Ce qui marque également, c'est l'imbrication des personnages, du narrateur et de l'auteur. le narrateur croise Jacques Austerlitz dans la gare d'Anvers. Ils parlent aussitôt, évoquent l'inutilité des constructions militaires des 18ème et 19ème siècles, trop longues à construire, déjà dépassées par les progrès de l'armement sitôt qu'elles sont terminées. Puis Austerlitz évoque sa vie, sans retenue mais pas sans gêne ni sans pudeur puisqu'il s'arrête parfois. Et comme ni le temps ni les frontières n'existent, si le narrateur et Austerlitz se perdent de vue, un jour, une semaine, un an ou bien vingt-cinq, Austerlitz reprend toujours son récit là où il l'a laissé. Dans le récit se superposent les personnages, leurs récits, leurs voix puisque le narrateur rapporte la parole d'Austerlitz qui, lui-même, reconstruit son passé grâce aux témoignages d'autrui.

Au-dessus d'un récit aussi sensible qu'intelligent, à l'apparence légère et aux accents poétiques, tâchant de saisir la beauté des instants en des descriptions longues, il plane comme une menace constante. C'est la mort qui plane. Elle plane lorsqu'Austerlitz évoque son amitié avec Gerald, qui se tue en avion ; elle plane quand Austerlitz parle avec Véra, sa nourrice praguoise, de ses parents, disparus ou morts. La mort apparaît comme urgence qui exige maintenant de dire et d'écrire, puisque tout est destiné à disparaître.

La quête de l'identité est le thème central du livre. Qui est Jacques Austerlitz (mais aussi : qui est le narrateur, et pourquoi Austerlitz semble se confier si facilement à lui ?) ? Ses premiers souvenirs remontent, au début du récit, à un pasteur gallois et à sa femme dont il ne comprend pas la langue. Rigueur des premières années, sermons chrétiens où pointe une terrifiante eschatologie. Puis les années d'étude, le rugby où il excelle, l'amitié avec Gerald, sa place de professeur d'histoire de l'art, une thèse monstrueuse sur l'architecture monumentale et sociale de la fin du 19ème siècle. Mais Austerlitz s'interroge, lui qui s'est toujours senti un étranger en n'importe quel lieu. Peu à peu s'éclaircissent les pièces d'un puzzle historique et personnel : Jacques, enfant de Praguois francophiles, dont la mère est déportée à Terezin (ancien ghetto de Terezienstadt), le père enfui en France, lui, l'enfant, sauvé par un voyage en Angleterre alors qu'il n'a que 4 ans et demi. Survivant de la guerre et de l'Holocauste, Austerlitz a été néanmoins durablement marqué par cette histoire - pis, il a été changé, construit, modelé par cela.
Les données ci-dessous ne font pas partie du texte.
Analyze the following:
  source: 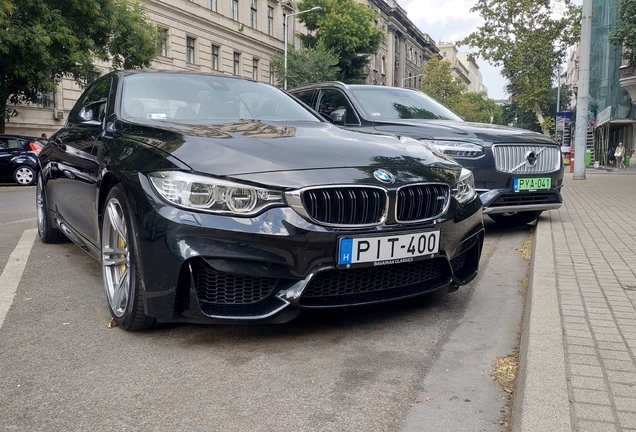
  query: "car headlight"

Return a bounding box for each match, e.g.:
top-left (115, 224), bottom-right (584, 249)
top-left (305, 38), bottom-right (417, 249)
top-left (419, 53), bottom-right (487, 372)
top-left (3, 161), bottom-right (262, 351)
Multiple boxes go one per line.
top-left (422, 140), bottom-right (484, 158)
top-left (148, 171), bottom-right (284, 216)
top-left (452, 168), bottom-right (476, 204)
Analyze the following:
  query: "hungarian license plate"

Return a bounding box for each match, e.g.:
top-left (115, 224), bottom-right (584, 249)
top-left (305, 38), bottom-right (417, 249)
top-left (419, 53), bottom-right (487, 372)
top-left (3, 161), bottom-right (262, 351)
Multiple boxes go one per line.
top-left (338, 230), bottom-right (440, 267)
top-left (514, 177), bottom-right (551, 191)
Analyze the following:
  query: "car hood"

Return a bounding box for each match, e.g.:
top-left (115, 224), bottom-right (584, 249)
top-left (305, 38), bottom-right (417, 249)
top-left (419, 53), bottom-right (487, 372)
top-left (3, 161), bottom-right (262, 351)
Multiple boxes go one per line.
top-left (118, 120), bottom-right (461, 187)
top-left (372, 119), bottom-right (557, 146)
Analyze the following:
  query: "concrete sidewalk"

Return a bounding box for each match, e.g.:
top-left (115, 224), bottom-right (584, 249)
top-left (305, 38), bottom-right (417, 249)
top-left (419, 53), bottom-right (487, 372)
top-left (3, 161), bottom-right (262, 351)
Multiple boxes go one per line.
top-left (513, 169), bottom-right (636, 431)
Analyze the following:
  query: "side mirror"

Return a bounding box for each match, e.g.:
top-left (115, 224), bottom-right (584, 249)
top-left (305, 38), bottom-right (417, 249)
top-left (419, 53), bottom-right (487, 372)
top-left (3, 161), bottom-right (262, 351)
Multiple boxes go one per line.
top-left (330, 108), bottom-right (347, 126)
top-left (78, 101), bottom-right (106, 126)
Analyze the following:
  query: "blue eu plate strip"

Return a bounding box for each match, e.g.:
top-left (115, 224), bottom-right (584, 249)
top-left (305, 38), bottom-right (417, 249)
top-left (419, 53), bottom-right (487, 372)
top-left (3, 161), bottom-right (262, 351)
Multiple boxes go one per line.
top-left (339, 238), bottom-right (353, 265)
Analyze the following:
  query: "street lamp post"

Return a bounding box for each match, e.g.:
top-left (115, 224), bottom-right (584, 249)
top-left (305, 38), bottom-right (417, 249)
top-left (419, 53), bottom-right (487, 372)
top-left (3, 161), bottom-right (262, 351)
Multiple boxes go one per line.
top-left (284, 6), bottom-right (322, 90)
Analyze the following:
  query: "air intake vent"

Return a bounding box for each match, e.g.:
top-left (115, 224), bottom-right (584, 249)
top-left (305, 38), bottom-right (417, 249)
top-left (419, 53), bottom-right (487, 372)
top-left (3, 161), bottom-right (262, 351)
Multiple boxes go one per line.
top-left (191, 259), bottom-right (278, 305)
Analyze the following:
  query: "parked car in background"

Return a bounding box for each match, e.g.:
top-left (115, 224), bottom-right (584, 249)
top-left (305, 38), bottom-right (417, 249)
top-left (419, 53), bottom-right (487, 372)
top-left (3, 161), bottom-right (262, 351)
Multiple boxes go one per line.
top-left (37, 70), bottom-right (484, 331)
top-left (0, 135), bottom-right (44, 186)
top-left (290, 82), bottom-right (564, 226)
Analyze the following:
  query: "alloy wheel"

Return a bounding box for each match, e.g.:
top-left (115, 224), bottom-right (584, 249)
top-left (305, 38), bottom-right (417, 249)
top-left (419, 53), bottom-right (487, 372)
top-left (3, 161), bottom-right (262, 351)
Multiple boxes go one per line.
top-left (102, 198), bottom-right (131, 317)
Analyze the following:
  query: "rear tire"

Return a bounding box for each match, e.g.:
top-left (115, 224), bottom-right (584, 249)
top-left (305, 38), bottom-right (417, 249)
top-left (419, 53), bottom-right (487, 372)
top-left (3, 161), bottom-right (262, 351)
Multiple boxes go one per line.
top-left (101, 185), bottom-right (155, 331)
top-left (14, 165), bottom-right (35, 186)
top-left (488, 211), bottom-right (542, 226)
top-left (36, 173), bottom-right (67, 243)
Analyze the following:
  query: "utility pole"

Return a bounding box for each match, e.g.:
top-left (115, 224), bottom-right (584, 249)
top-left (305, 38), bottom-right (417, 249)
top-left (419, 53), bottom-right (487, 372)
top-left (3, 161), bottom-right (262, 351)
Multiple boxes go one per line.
top-left (555, 65), bottom-right (561, 138)
top-left (572, 0), bottom-right (592, 180)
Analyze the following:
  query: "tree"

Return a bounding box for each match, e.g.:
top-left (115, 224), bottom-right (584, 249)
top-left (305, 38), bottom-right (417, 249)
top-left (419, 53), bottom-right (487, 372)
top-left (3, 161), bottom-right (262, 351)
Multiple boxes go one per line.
top-left (460, 0), bottom-right (580, 136)
top-left (609, 0), bottom-right (636, 67)
top-left (270, 42), bottom-right (340, 89)
top-left (0, 0), bottom-right (164, 133)
top-left (419, 56), bottom-right (465, 106)
top-left (296, 0), bottom-right (384, 83)
top-left (454, 92), bottom-right (506, 125)
top-left (418, 56), bottom-right (505, 124)
top-left (503, 84), bottom-right (574, 134)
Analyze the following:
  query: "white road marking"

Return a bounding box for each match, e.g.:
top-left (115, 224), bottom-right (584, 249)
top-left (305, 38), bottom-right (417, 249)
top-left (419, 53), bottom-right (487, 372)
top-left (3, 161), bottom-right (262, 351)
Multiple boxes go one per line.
top-left (0, 229), bottom-right (37, 329)
top-left (3, 218), bottom-right (36, 227)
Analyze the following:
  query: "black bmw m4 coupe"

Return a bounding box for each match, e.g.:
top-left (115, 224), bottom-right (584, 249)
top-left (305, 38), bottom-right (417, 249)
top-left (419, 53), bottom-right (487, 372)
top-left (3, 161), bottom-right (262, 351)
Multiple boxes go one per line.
top-left (37, 71), bottom-right (484, 331)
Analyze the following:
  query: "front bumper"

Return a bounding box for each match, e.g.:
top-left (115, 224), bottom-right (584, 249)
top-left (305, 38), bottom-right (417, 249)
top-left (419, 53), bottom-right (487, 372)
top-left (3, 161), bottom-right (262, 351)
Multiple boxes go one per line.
top-left (479, 187), bottom-right (563, 215)
top-left (126, 173), bottom-right (484, 324)
top-left (457, 147), bottom-right (564, 215)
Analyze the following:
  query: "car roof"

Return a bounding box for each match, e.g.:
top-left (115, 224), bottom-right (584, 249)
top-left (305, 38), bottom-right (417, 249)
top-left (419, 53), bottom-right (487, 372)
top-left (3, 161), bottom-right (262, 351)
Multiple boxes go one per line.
top-left (290, 82), bottom-right (349, 91)
top-left (0, 134), bottom-right (41, 140)
top-left (111, 69), bottom-right (262, 86)
top-left (289, 82), bottom-right (422, 93)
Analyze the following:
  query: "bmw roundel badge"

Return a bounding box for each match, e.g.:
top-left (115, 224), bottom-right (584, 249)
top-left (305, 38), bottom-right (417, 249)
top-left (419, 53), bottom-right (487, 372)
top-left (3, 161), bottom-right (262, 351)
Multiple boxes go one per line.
top-left (373, 169), bottom-right (395, 184)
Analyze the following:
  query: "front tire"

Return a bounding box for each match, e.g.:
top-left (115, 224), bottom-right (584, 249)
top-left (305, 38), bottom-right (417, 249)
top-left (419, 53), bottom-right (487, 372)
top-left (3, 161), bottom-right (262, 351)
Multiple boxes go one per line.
top-left (36, 173), bottom-right (67, 243)
top-left (101, 185), bottom-right (155, 331)
top-left (488, 210), bottom-right (543, 226)
top-left (14, 165), bottom-right (35, 186)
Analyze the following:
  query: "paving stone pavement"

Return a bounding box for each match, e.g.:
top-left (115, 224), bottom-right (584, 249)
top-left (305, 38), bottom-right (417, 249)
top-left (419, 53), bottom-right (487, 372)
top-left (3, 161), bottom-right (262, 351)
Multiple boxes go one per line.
top-left (514, 168), bottom-right (636, 431)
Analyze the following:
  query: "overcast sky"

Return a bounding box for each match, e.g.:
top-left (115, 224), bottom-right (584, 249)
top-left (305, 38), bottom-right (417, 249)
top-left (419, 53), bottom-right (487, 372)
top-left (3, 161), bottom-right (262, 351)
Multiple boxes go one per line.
top-left (399, 0), bottom-right (509, 100)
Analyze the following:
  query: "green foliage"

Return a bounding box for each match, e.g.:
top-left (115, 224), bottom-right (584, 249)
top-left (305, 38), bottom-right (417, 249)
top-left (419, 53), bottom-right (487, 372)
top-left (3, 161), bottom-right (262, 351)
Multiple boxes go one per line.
top-left (609, 0), bottom-right (636, 67)
top-left (454, 92), bottom-right (506, 125)
top-left (271, 42), bottom-right (340, 89)
top-left (502, 102), bottom-right (541, 133)
top-left (419, 57), bottom-right (465, 106)
top-left (0, 0), bottom-right (163, 132)
top-left (460, 0), bottom-right (580, 136)
top-left (0, 0), bottom-right (12, 28)
top-left (296, 0), bottom-right (384, 83)
top-left (418, 57), bottom-right (504, 124)
top-left (503, 84), bottom-right (574, 135)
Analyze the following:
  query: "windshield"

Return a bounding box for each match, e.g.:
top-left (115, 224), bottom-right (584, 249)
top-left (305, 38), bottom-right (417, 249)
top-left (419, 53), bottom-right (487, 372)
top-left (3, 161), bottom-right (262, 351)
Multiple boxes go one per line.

En lui les langues - l'anglais, le français, le tchèque - résonnent, se confondent, ont à voir avec son être profond ; mais, pour autant, polyglotte et homme de toutes les cultures, il est aussi, à sa manière, un apatride, étranger en tout lieu. Si Austerlitz paraît comme un survivant de la guerre, il en est bien une victime.

Austerlitz serait un roman. Il est, à coup sûr, un objet littéraire. Qui puise sa source dans l'histoire la plus sombre du 20ème siècle, dans la folie la plus noire. Inhabituel dans sa forme, il est littéraire dans ses longues phrases sans but autre que celui de la description, serpentant dans les souvenirs, dans les images instantanées aux couleurs et aux contours flous, oeuvre de mémoire - puisque, selon l'adage, les paroles s'envolent et les écrits restent - autant que livre qui interroge celle-ci, la remet en question.